If you know anyone that is hiring a sales, customer service, environmental science or consulting person please let me know.

I have attached a resume.

Thanks folks....
see you in the woods.

Christopher Jay Laros
7102 Chimney Rock Court, Indianapolis, IN 46217 • 317.225.3823 • [email protected] Objective
Responsibility and career growth potential in Environmental Science or Project Management in an innovative and challenging professional environment that will allow me to capitalize on my leadership, organizational, environmental and communication skills.
Experience
Oct 2008 – Present	Conestoga-Rovers & Associates	Indianapolis, IN
Environmental Scientist – Responsible for managing by-products at automotive manufacturing plants, including plant trash, scrap metals and plastics, oils and hazardous waste.
Representative Assignments and Work Experience
•	Managed by products at thirteen plants around the Midwest.
•	Successfully diverted carpet waste and plant trash from landfill to alternative waste to energy facilities.
•	Provided over $100,000 in total annual cost savings to the plants.
•	Provided assistance and oversight for the recycling efforts of various plastics and helped to find overseas markets for the products.
•	Supervised and completed $11,500 in monthly billing for each plant annually through an online billing system.
•	Communicated costs and waste generation data to plants on a monthly and annual basis.

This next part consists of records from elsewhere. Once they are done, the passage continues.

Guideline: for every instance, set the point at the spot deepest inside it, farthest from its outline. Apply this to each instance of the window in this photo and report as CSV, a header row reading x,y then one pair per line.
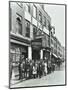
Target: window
x,y
49,26
51,41
14,54
40,17
45,21
39,32
35,11
34,31
10,19
28,8
19,24
27,29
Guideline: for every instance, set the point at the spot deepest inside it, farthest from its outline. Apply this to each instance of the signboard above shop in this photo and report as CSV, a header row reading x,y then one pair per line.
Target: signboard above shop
x,y
36,44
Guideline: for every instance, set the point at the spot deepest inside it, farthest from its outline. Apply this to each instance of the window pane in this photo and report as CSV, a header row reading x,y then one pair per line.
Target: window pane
x,y
27,29
40,17
34,31
34,11
19,24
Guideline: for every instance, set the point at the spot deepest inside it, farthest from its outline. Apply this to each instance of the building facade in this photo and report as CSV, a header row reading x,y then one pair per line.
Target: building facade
x,y
29,33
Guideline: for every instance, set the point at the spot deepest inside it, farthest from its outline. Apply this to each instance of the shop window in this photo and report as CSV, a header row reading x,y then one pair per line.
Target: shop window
x,y
39,32
49,26
45,21
14,54
27,29
40,17
34,31
19,24
35,11
28,7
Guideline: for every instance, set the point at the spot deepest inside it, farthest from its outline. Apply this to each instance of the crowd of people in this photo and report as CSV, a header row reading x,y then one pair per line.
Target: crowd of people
x,y
33,69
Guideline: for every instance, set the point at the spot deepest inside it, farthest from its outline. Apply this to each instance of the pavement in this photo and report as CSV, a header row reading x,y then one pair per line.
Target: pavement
x,y
55,78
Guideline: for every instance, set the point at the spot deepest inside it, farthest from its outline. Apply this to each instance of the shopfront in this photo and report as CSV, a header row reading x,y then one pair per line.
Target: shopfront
x,y
36,47
18,48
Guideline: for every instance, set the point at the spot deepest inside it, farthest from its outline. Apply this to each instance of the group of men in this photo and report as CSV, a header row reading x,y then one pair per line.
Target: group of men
x,y
32,68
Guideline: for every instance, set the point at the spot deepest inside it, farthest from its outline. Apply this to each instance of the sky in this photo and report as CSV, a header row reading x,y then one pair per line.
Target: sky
x,y
57,14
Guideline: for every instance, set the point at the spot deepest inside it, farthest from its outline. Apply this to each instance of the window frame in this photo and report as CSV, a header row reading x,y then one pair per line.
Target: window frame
x,y
19,23
27,28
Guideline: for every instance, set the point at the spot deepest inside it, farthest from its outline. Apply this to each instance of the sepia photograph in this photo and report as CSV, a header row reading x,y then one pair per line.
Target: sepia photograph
x,y
37,44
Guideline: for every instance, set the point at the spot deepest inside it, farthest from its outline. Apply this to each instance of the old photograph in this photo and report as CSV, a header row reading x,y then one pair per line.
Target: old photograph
x,y
36,44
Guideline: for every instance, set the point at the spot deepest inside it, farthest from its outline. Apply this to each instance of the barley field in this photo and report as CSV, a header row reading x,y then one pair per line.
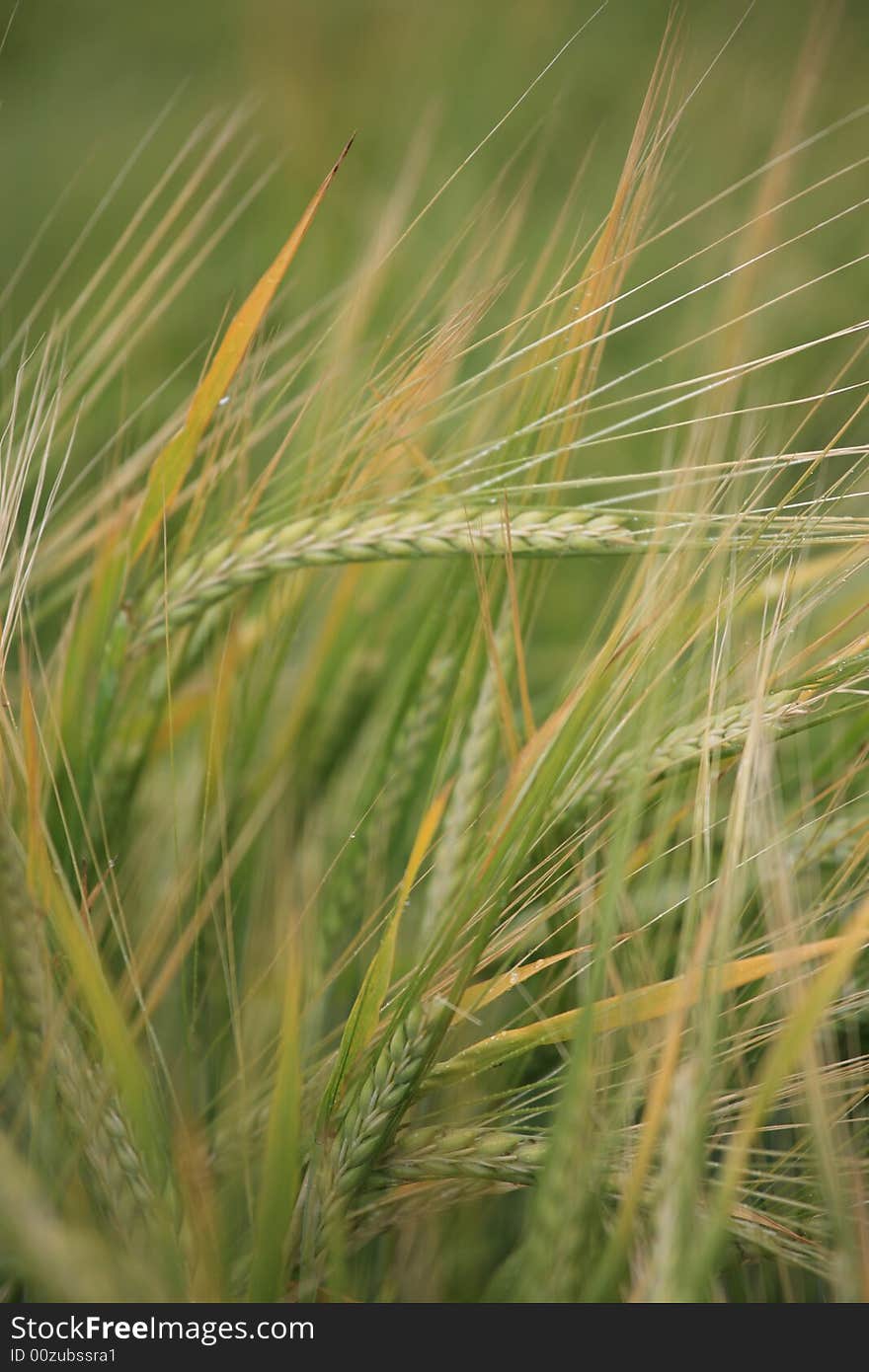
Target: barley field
x,y
434,651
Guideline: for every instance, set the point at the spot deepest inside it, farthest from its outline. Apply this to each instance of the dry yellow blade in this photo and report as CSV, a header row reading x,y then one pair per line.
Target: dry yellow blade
x,y
629,1009
173,463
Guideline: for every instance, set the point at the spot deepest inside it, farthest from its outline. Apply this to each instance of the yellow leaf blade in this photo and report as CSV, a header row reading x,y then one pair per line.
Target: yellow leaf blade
x,y
175,460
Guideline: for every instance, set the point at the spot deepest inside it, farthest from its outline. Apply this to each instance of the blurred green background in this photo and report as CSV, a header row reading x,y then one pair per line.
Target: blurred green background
x,y
84,80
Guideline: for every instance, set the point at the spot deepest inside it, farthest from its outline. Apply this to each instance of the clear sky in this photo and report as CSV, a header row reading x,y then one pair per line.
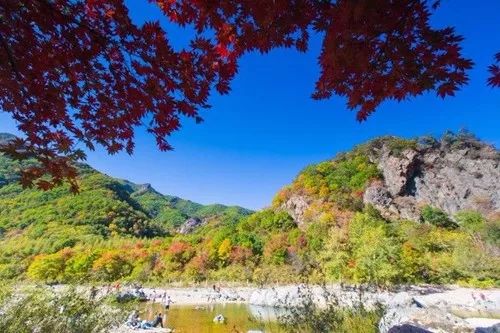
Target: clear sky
x,y
256,139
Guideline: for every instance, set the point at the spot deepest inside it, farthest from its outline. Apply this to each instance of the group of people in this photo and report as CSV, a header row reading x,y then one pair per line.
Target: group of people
x,y
134,321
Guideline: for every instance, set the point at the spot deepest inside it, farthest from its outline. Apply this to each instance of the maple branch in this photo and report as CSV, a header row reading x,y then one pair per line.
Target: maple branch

Nov 2007 – Jul 2008	Huff & Huff, Inc., Environmental Consultants	Indianapolis, IN
Project Scientist - Responsible for biological assessments including wetland delineations, tree surveys, fish sampling, and soil sampling.
Representative Assignments and Work Experience
•	Performed Phase I environmental assessments and Preliminary environmental assessments
•	Delineation of Chicago-area wetlands for Chicago Park District, NICOR Gas, and other H&H clients.
•	Surveyed and identified over 700 trees for a project with the Illinois Toll Road - analyzed data and prepared reports summarizing findings and conclusions
•	Provided assistance and oversight for the sampling of soil (soil borings) for the presence of
nitrates as part of soil and groundwater sampling for a national agricultural company
•	Supervised drilling team responsible for multiple soil boring and monitoring wells
•	Participated in stream assessments - responsible for identifying benthic macro invertebrates for Galesburg Sanitary District, City of New Lennox waste water treatment center, and other municipal clients.
Sep 2004 – Oct 2007	City of Indianapolis, Department of Public	Indianapolis, IN
Works (Air Quality Management)
Project Manager - Performed air monitoring activities utilizing computerized analyzers and specialized instrumentation.
Representative Assignments and Work Experience
• Provided project management and oversight for the continuous ozone monitoring program within the City of Indianapolis and surrounding communities around the State of Indiana. This project is ongoing and data is submitted to the USEPA to compile the Air Quality Index Reports
•	Prepared speeches and events as the spokesman and community representative for the Air Pollution Reduction Education (Knozone) program in Indianapolis
•	Responsible for the collection and maintenance of toxic samples for the Indianapolis Southwest Toxic Study
•	Responsible for the collection and dissemination of air filters for PM25 and PM10 around the City of Indianapolis
Summer of 2003	City of Indianapolis, Department of Public	Indianapolis, IN
Works (Water Quality Management)
Intern
•	Responsible for collection of water samples from creeks, streams, and rivers around Indianapolis
•	Participated on the identification of wetland plants and organisms at the Emerson wetland in Indianapolis
•	Worked with other interns and City employees to successfully complete assigned project
Summer of 2002	Indiana Department of Natural Resources	Martinsville, IN
(Cikana State Fish Hatchery)
Intern
•	Conducted Fish Population Estimates via fish shocking, Fyke nets, and drop nets at major
reservoirs around the State Indiana with the Indiana Department of Natural Resources
•	Provided input and data collection of fish and benthic organisms for the Indiana Statewide DNR lake and river assessment report
•	Performed general husbandry on fish in the holding tanks at the hatchery and the Indiana State Fair
Education

August 2007 – Current
August 1999-May 2003	Currently taking classes for Public Administration certificate and Masters program at Indiana & Purdue University Indianapolis – School of Public Affairs and Environmental Affairs
B.S. Fisheries and Aquatic Science – Purdue University – Specialization in Fish Management with Minor in Organizational Leadership and Supervision	Indianapolis, IN
West Lafayette, IN

Training and Technical Certifications
OSHA 40 Hour HAZWOPER Training Certification (April 2008)
Level A introductory training in Categorical Exclusion
Wetland Delineation
First Aid Certified
Heavy equipment and bucket truck training
References
References are available on request.


----------



## brandon_ (Jun 22, 2008)

Good luck on both fronts. :darkbeer:


----------



## bryan_h (Aug 15, 2008)

I know what you are going through, as I had the same thing happen earlier this year. The job market is VERY TOUGH right now. I wish you the very best of luck in your search.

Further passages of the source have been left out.